これまで信号は分散的な処理を行っていたが、そうするとアンテナ密度が高くなった際に、高度な基地局間協調制御やMassive MIMOのコントロールが難しくなる。ソフトバンクではそれを避けるために、信号処理はすべて親局で行い、さらにAIによって制御の強化も行っている。
〔3〕稼動率100%を目指すAIオーケストレーター
AI-RANには、ピーク時以外の深夜などに余っているデータセンターのデータ処理能力をAIに振り分けるというコンセプト(AI and RAN)がある。これにより通信インフラの常時100%の稼動を目指している。そのカギとしてソフトバンクで新たに開発しているのが、AIオーケストレーターだ(図12)。

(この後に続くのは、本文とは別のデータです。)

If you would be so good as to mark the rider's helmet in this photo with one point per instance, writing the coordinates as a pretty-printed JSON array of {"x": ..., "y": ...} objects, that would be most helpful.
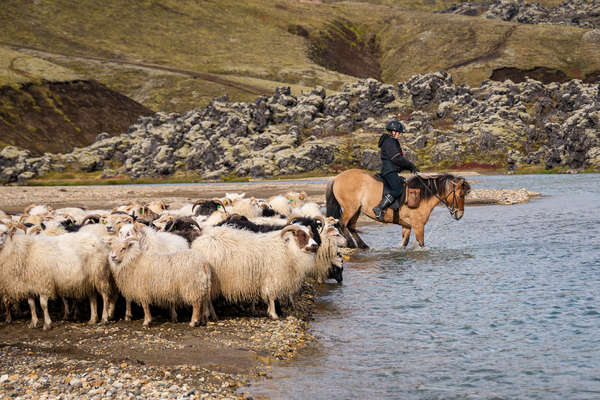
[{"x": 394, "y": 125}]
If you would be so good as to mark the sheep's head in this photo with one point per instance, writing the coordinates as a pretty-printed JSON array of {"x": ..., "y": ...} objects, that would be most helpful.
[
  {"x": 315, "y": 225},
  {"x": 119, "y": 249},
  {"x": 126, "y": 231},
  {"x": 337, "y": 268},
  {"x": 114, "y": 220},
  {"x": 8, "y": 231},
  {"x": 302, "y": 237},
  {"x": 162, "y": 222},
  {"x": 157, "y": 206},
  {"x": 296, "y": 199}
]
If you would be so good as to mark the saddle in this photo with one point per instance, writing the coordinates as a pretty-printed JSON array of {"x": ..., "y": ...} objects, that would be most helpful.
[{"x": 412, "y": 196}]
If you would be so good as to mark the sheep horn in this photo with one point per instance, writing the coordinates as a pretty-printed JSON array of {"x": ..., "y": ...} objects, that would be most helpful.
[
  {"x": 293, "y": 217},
  {"x": 34, "y": 230},
  {"x": 289, "y": 228},
  {"x": 26, "y": 212},
  {"x": 196, "y": 204},
  {"x": 91, "y": 217},
  {"x": 21, "y": 226},
  {"x": 322, "y": 220}
]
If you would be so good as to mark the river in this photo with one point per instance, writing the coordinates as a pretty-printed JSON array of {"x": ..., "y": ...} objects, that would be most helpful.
[{"x": 503, "y": 304}]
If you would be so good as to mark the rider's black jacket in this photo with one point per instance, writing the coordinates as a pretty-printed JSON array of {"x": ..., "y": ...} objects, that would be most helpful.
[{"x": 392, "y": 159}]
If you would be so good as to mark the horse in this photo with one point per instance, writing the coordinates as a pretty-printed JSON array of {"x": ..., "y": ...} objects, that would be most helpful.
[{"x": 355, "y": 191}]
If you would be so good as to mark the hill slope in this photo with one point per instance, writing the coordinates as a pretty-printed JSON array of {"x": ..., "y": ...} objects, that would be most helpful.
[{"x": 265, "y": 44}]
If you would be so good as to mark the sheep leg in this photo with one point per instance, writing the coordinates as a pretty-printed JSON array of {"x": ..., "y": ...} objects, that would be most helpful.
[
  {"x": 127, "y": 310},
  {"x": 67, "y": 310},
  {"x": 173, "y": 311},
  {"x": 112, "y": 304},
  {"x": 271, "y": 310},
  {"x": 196, "y": 307},
  {"x": 147, "y": 315},
  {"x": 210, "y": 310},
  {"x": 47, "y": 320},
  {"x": 106, "y": 304},
  {"x": 7, "y": 306},
  {"x": 34, "y": 318},
  {"x": 93, "y": 309}
]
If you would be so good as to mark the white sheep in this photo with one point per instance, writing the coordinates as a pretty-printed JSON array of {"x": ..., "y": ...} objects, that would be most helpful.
[
  {"x": 163, "y": 279},
  {"x": 281, "y": 205},
  {"x": 153, "y": 242},
  {"x": 38, "y": 209},
  {"x": 249, "y": 266},
  {"x": 309, "y": 209},
  {"x": 70, "y": 265},
  {"x": 296, "y": 199}
]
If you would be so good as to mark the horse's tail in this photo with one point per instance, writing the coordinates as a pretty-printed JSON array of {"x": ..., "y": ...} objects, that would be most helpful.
[{"x": 333, "y": 207}]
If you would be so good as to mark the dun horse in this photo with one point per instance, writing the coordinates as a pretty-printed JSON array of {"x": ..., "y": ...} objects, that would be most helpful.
[{"x": 355, "y": 191}]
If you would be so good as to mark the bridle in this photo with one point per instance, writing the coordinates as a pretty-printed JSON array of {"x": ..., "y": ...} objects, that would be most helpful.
[{"x": 451, "y": 206}]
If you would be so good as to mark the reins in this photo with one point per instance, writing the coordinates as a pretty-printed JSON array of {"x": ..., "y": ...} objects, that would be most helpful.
[{"x": 452, "y": 209}]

図12 AITRASにおけるAIオーケストレーターの役割
出所 ソフトバンク株式会社提供資料「ソフトバンクのAI-RANの実装と新プロダクトについて」
RANとAI処理、それぞれの稼動状況を常にモニタリングし、要求に応じてCPUやメモリなどの調整を行う。夜間などRANの稼動が減少したらAI処理を増やすほか、AI処理の内容や遅延の要求レベル、必要帯域などに応じて、適切に全国の各データセンターへの振り分けを行う。
AIオーケストレーターでは、NVIDIAのMIG(Multi Instance GPU)が活用されている。MIGは、1つのGPUサーバをロジカルに分割して利用できるようにする機能で、AIの処理容量に応じてパフォーマンスを最適化する(図13)。
図13 NVIDIA MIGによるAI処理容量に応じたパフォーマンス最適化のデモ(例)
※上図は、GPU使用状況のグラフで、AI、RANそれぞれの利用率が時系列で確認できる。またGPUはいくつかのコアに分かれており、CUDAコアはRAN、TensorコアはAIの処理を行っている。
MIG:Multi Instance GPU
Tensorコア:NVIDIAが開発した技術の1つで、AIや大量データに対して複雑な演算処理を高速に行う演算回路
出所 ソフトバンク株式会社提供資料「ソフトバンクのAI RAN の実装と新プロダクトについて」
注13:Arm:プロセッサIPのリーディングテクノロジープロバイダ。英国ケンブリッジに本社があり、ソフトバンクグループ傘下の半導体設計の大手企業。CPU(Central Processing Unit、一般的なコンピューティング用に設計されたプロセッサ)およびNPU(Neural Network Processing Unit、人間の神経系を模倣するプロセッサを通じてAIアプリケーションを加速するために設計されたプロセッサ)などを提供している。